Adjusted for age at testing.
Fisher exact test (comparing 2 repeat size groups within an age group) significant at p<0.05.
The t test (comparing noncarriers and carriers within an age group) significant at p<0.05.
The second measure of coordination was the grooved pegboard. For this measure, 44.4% of high-repeat and 24.0% of low-repeat carrier men were scored as having decreased fine motor skills (χ21 = 3.03; p = 0.08). When this comparison was stratified by age, there were no significant differences by repeat group (table 5). The linear regression model using the average time for completion as a continuous variable was significant, with both the repeat size variable (p = 0.006; partial r2 = 0.10) and the age at testing (p<0.0001; partial r2 = 0.29) contributing significant effects to the model. The logistic regression model, adjusted for age at testing, showed an increased risk for high-repeat carriers compared with low repeat carriers (OR = 3.14; 95% CI 0.99 to 9.98; table 5). Age at testing was also a significant covariate in this model.
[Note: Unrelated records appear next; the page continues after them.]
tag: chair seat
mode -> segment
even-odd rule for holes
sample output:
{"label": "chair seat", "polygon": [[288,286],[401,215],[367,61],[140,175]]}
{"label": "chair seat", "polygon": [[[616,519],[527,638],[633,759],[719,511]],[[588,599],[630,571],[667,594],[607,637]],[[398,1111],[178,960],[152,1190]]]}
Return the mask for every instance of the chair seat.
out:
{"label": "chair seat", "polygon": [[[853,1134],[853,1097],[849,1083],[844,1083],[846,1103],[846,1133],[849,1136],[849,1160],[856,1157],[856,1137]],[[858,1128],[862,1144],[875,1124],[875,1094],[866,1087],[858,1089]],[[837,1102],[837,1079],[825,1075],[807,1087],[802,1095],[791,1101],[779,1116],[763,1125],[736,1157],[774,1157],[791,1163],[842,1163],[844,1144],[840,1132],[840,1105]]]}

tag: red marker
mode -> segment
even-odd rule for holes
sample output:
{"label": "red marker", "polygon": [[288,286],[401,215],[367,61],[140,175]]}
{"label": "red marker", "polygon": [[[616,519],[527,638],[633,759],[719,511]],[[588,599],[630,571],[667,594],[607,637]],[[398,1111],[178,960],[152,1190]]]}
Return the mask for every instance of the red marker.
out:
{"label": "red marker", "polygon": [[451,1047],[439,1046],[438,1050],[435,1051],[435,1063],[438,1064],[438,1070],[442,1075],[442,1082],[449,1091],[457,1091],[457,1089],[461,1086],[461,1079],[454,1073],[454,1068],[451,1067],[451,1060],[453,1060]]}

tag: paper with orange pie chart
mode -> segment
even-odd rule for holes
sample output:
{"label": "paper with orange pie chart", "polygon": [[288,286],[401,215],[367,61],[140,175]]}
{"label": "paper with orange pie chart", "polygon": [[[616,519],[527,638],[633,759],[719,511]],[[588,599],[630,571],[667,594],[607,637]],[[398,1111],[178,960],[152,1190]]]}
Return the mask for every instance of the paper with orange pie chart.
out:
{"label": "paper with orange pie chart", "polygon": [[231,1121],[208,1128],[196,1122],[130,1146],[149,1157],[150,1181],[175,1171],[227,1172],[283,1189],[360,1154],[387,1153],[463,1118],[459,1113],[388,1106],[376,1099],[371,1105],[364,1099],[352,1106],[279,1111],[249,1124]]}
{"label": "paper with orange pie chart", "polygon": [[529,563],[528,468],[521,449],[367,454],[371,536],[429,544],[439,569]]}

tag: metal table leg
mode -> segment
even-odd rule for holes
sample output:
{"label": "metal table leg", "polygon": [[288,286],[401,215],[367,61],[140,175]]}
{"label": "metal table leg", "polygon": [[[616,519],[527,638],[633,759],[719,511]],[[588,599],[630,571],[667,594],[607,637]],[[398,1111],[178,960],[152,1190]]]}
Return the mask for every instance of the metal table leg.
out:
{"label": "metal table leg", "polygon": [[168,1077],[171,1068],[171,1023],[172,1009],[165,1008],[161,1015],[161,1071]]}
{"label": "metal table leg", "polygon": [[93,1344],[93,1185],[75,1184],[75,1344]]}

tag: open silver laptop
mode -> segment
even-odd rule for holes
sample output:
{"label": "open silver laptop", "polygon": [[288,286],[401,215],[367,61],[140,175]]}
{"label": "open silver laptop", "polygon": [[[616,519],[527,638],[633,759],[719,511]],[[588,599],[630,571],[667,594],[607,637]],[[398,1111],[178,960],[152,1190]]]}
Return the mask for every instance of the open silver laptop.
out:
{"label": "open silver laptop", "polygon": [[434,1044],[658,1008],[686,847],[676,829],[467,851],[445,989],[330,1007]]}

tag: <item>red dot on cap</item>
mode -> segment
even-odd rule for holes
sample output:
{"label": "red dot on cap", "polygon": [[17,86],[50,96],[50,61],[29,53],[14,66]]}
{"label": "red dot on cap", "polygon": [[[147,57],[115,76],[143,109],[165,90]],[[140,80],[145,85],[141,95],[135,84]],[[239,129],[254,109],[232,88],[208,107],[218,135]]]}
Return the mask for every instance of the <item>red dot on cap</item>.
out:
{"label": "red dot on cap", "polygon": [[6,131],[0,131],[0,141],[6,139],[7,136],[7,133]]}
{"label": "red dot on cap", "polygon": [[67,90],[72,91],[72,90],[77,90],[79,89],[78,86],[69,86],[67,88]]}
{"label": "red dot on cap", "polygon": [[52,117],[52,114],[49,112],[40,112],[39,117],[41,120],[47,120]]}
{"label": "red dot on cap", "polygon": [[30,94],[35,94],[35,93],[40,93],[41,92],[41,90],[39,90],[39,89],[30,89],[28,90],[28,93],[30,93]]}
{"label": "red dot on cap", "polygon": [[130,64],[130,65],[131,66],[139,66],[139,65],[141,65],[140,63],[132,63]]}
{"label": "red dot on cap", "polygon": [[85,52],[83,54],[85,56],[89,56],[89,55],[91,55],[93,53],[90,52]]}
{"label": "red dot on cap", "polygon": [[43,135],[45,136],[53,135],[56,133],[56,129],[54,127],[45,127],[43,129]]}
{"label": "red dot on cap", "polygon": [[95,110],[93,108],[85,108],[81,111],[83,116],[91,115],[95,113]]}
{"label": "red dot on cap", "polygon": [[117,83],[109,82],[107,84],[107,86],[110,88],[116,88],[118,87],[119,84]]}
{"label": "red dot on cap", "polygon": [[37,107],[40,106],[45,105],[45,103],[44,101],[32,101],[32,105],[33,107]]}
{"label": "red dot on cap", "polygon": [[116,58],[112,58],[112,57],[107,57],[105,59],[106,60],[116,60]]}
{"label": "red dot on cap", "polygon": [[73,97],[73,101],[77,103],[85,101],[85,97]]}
Age-related prevalence of ataxia and tremor
Using the measures of tremor and ataxia as detected by the CATSYS system, we calculated the age-related prevalence of ataxia as measured by the eyes-closed trials (fig 2A), any tremor (fig 2B), and having both tremor and ataxia (fig 2C) for each repeat size group. These estimates are based on the presence or absence of such traits at the time of evaluation. They do not incorporate age of onset, thus the prevalence rates in the younger age groups are the minimum estimates. These results differ from the frequencies shown above, as these represent a cumulative frequency for tremor and ataxia—that is, they include individuals who were positive for tremor and/or ataxia at that age or earlier (for more detailed description, see Methods). These figures further confirm the lack of interaction between carrier status and age for each trait—that is, for both groups, the prevalence of the trait increases at approximately the same rate. Overall, the estimate of the lifetime prevalence of ataxia is about 50% among high repeat carriers compared with 20% in the other group (fig 2A), and the lifetime prevalence of tremor is about 45% among high-repeat allele carriers compared with 30% among those with <70 repeats (fig 2B).
DISCUSSION
The overall goal of our research is to determine the natural history and prevalence of symptoms of FXTAS among premutation carriers and identify associated risk factors. The initial step to achieve this goal was to identify potential subjects who are positive for FXTAS-associated symptoms. To identify these subjects, we implemented a protocol using the CATSYS as a screening tool for tremor, ataxia, and decreased coordination. Using this portable system, we are able to send trained testers to subjects’ homes to obtain quantitative measures of these symptoms. The next step in the research protocol is to invite these individuals with symptoms of FXTAS for full neurological investigation with a neurologist. These subjects are then classified as having definite, probable, possible, or no FXTAS based on the diagnostic criteria.3 These studies are ongoing. The ultimate goal, of course, is to identify treatment regimens to ameliorate FXTAS-associated symptoms among carriers. We have focused on results from men only, as those from women were too limited to draw worthwhile conclusions (data not shown).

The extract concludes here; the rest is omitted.